Figure 2-8 illustrates the use of the Database function, DSUM. Cell C2 in the worksheet shown in this figure contains the following formula:
=DSUM(Table1[#All],"Salary",F1:F2)
Figure 2-8: Using the DSUM to total the salaries over $55,000 in the Employee data list.
This DSUM function computes the total of all the salaries in the data list that are above $55,000. This total is $468,500, as shown in cell C2, which contains the formula.
To perform this calculation, I specified the range A3:J35, which contains the entire data list. This range includes the top row of field names as the database argument (which Excel 2016 automatically converted to its range name equivalent, Table1[#All]). I then specified “Salary” as the field argument of the DSUM function because this is the name of the field that contains the values that I want totaled. Finally, I specified the range F1:F2 as the criteria argument of the DSUM function because these two cells contain the criteria range that designate that only the values exceeding 55000 in the Salary field are to be summed.
External Data Query
Excel makes it possible to query data lists (tables) stored in external databases to which you have access and then extract the data that interests you into your worksheet for further manipulation and analysis. Excel 2016 makes it easy to acquire data from a variety of different data sources, including Microsoft Access database files, web pages on the Internet, text files, and other data sources such as database tables on SQL Servers and Analysis Services, XML data files, and data tables from online connections to Microsoft Windows Azure DataMarket and OData Data feeds.
When importing data from such external sources into your Excel worksheets, you may well be dealing with data stored in multiple related tables all stored in the database (what is referred to in Excel 2016 as a Data Model). The relationship between different tables in the same database is based on a common field (column) that occurs in each related data table, which is officially known as a key field, but in Excel is generally known as a lookup column. When relating tables on a common key field, in at least one table, the records for that field must all be unique with no duplicates, such as Clients data table where the Customer ID field is unique and assigned only once (where it’s known as the primary key). In the other related data table, the common field (known as the foreign key) may or may not be unique as in an Orders data table where entries in its Customer ID may not all be unique, as it’s quite permissible (even desirable) to have the same client purchasing multiple products multiple times.
There’s only one other thing to keep in mind when working with related data tables and that is the type of relationship that exists between the two tables. There are two types of relationships supported in an Excel Data Model:
· One-to-one relationship where the entries in both the primary and foreign key fields are totally unique such as a relationship between a Clients data list and Discount data list where the Customer ID field occurs only once in each table (as each client has only one discount percentage assigned)

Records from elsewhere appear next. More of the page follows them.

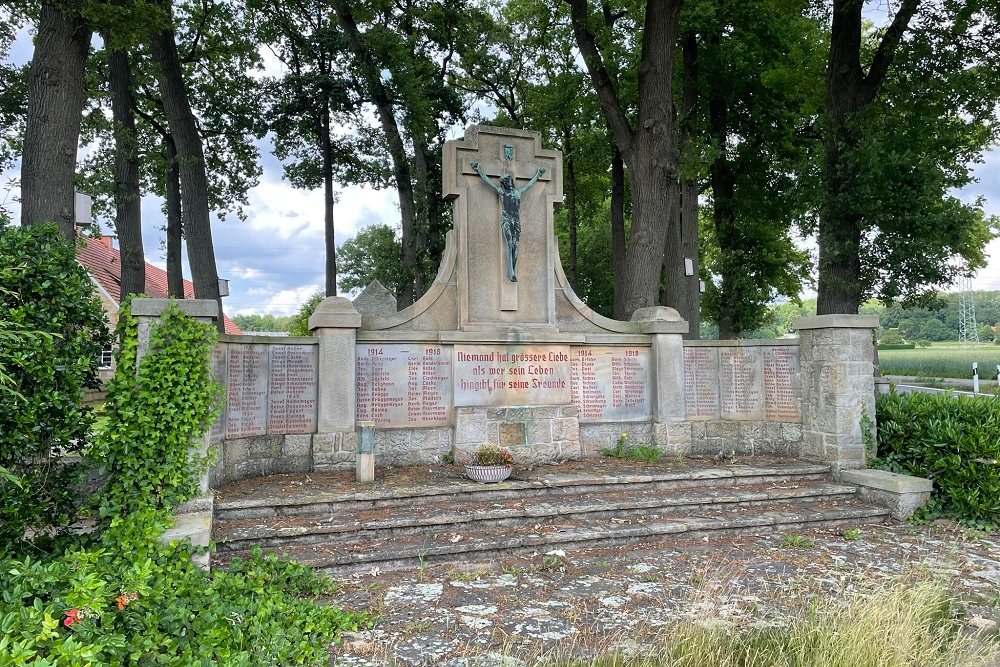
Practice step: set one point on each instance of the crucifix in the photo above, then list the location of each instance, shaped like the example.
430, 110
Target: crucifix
510, 218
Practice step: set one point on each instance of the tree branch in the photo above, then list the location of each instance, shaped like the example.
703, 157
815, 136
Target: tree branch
618, 123
887, 49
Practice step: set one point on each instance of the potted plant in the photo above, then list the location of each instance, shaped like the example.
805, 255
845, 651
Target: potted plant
489, 464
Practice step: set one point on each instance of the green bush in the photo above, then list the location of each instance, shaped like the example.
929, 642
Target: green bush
128, 600
953, 440
153, 415
47, 301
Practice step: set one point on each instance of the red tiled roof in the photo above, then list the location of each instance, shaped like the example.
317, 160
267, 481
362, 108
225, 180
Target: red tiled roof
103, 261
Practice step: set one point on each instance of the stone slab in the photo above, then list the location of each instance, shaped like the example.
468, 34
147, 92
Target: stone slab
497, 375
404, 384
611, 383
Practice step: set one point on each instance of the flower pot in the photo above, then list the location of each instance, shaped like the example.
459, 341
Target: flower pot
487, 474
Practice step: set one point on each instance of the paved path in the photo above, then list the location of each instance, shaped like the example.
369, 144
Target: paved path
513, 611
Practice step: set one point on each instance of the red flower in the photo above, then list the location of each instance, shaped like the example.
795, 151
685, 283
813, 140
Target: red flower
125, 598
72, 616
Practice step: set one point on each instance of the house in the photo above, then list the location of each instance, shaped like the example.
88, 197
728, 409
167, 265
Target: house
103, 262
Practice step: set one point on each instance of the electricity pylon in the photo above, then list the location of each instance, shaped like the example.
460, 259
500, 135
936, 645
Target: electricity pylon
968, 330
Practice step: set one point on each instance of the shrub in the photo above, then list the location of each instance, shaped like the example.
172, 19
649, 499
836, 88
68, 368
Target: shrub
49, 303
129, 600
155, 413
953, 440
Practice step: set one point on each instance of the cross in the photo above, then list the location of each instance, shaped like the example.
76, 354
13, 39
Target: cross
518, 170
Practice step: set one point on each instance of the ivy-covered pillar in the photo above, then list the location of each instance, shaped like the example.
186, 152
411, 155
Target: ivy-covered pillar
147, 312
837, 358
335, 322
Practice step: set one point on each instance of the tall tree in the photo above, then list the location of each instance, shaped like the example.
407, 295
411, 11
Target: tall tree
887, 224
55, 107
191, 163
648, 145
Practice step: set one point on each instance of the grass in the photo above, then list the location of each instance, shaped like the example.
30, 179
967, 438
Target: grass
942, 361
903, 626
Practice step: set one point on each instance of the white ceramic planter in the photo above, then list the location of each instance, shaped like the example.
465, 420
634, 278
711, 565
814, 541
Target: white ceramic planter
487, 474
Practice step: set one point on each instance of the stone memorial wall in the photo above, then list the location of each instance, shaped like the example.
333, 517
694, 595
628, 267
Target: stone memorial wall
270, 389
744, 397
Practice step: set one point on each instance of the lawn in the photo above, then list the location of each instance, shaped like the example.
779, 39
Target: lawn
943, 360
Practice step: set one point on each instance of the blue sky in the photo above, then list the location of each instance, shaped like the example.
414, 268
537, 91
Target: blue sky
274, 260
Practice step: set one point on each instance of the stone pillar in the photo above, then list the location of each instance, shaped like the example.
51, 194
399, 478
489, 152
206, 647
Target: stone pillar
335, 322
666, 327
838, 388
147, 312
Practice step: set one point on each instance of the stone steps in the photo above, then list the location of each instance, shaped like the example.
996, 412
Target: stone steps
283, 502
643, 504
444, 544
432, 515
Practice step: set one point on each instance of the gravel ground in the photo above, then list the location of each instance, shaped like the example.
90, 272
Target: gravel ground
517, 611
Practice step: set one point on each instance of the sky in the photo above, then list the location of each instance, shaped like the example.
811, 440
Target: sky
275, 259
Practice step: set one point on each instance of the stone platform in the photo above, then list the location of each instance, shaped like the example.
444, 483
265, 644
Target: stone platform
412, 516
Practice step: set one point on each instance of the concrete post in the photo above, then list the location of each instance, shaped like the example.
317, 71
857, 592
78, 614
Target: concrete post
667, 329
838, 388
335, 322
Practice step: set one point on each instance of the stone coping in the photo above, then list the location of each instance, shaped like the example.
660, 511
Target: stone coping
255, 339
887, 481
543, 479
463, 337
836, 322
744, 342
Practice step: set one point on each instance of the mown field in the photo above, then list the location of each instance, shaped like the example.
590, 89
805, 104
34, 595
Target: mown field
943, 360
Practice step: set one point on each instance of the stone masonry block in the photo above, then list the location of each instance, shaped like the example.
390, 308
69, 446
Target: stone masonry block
324, 443
297, 445
470, 428
565, 429
538, 431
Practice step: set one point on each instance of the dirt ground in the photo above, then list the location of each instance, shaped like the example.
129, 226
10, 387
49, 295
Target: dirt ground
516, 611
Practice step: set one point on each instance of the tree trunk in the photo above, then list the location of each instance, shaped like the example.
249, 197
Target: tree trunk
191, 159
175, 235
649, 150
848, 90
326, 148
394, 144
128, 210
55, 108
690, 190
571, 205
618, 257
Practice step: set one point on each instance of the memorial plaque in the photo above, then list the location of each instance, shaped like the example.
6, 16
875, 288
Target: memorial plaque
782, 392
247, 395
611, 383
701, 383
403, 385
292, 389
219, 375
499, 375
741, 393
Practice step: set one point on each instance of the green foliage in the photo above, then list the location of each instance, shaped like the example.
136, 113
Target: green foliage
491, 455
44, 375
952, 440
299, 325
155, 412
127, 599
266, 322
623, 450
372, 254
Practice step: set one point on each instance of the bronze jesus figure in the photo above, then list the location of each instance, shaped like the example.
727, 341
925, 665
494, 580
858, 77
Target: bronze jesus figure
510, 212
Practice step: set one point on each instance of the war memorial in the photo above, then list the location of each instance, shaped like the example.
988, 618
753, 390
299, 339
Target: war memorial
500, 350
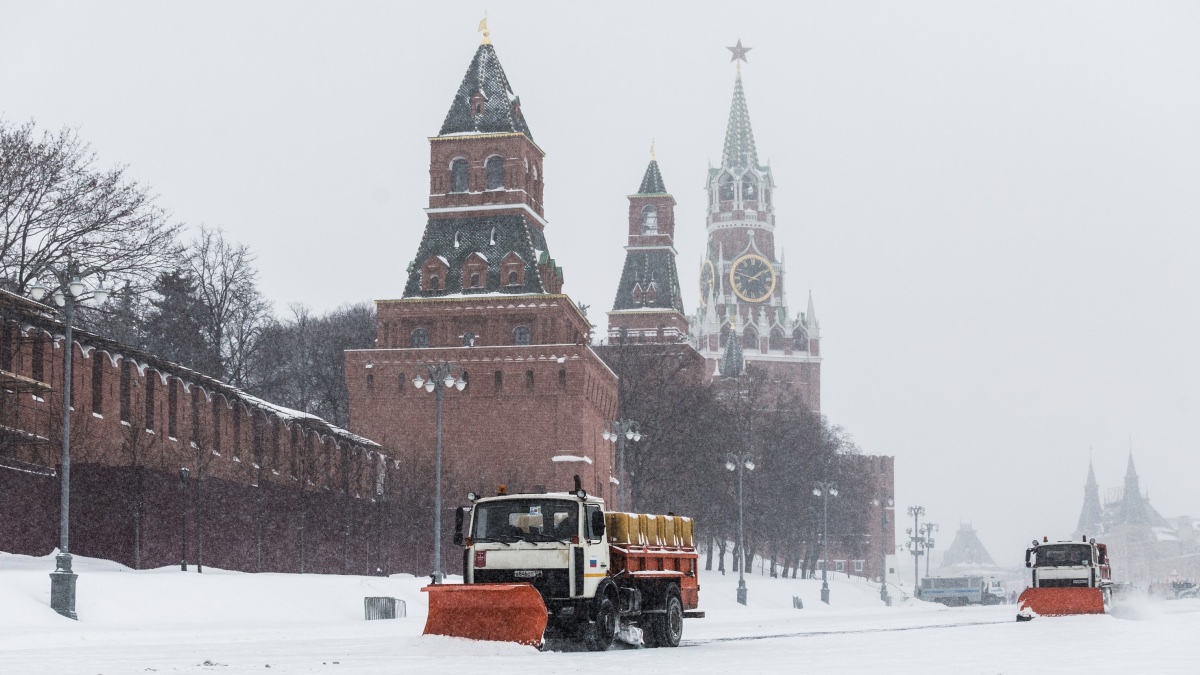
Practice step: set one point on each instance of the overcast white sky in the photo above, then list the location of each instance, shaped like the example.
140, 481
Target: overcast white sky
994, 204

· One-to-many relationship where duplicate entries in the foreign key field are allowed and even expected as in a relationship between a Clients data list and an Orders data list where the Customer ID field may occur multiple times (as the client makes multiple purchases)
Most of the time Excel 2016 is able to figure out the relationship between the data tables you import. However, if Excel should ever get it wrong or your tables contain more than one common field that could possibly serve as the key, you can manually define the proper relationship. Simply select the Relationships button in the Data Tools group on the Ribbon’s Data tab (Alt+AA) to open the Manage Relationships dialog box. There you click New to open the Create Relationship dialog box, where you define the common field in each of the two related data tables. After creating this relationship, you can use any of the fields in either of the two related tables in reports that you prepare or pivot tables that you create. (See Book VII, Chapter 2 for details on creating and using pivot tables.)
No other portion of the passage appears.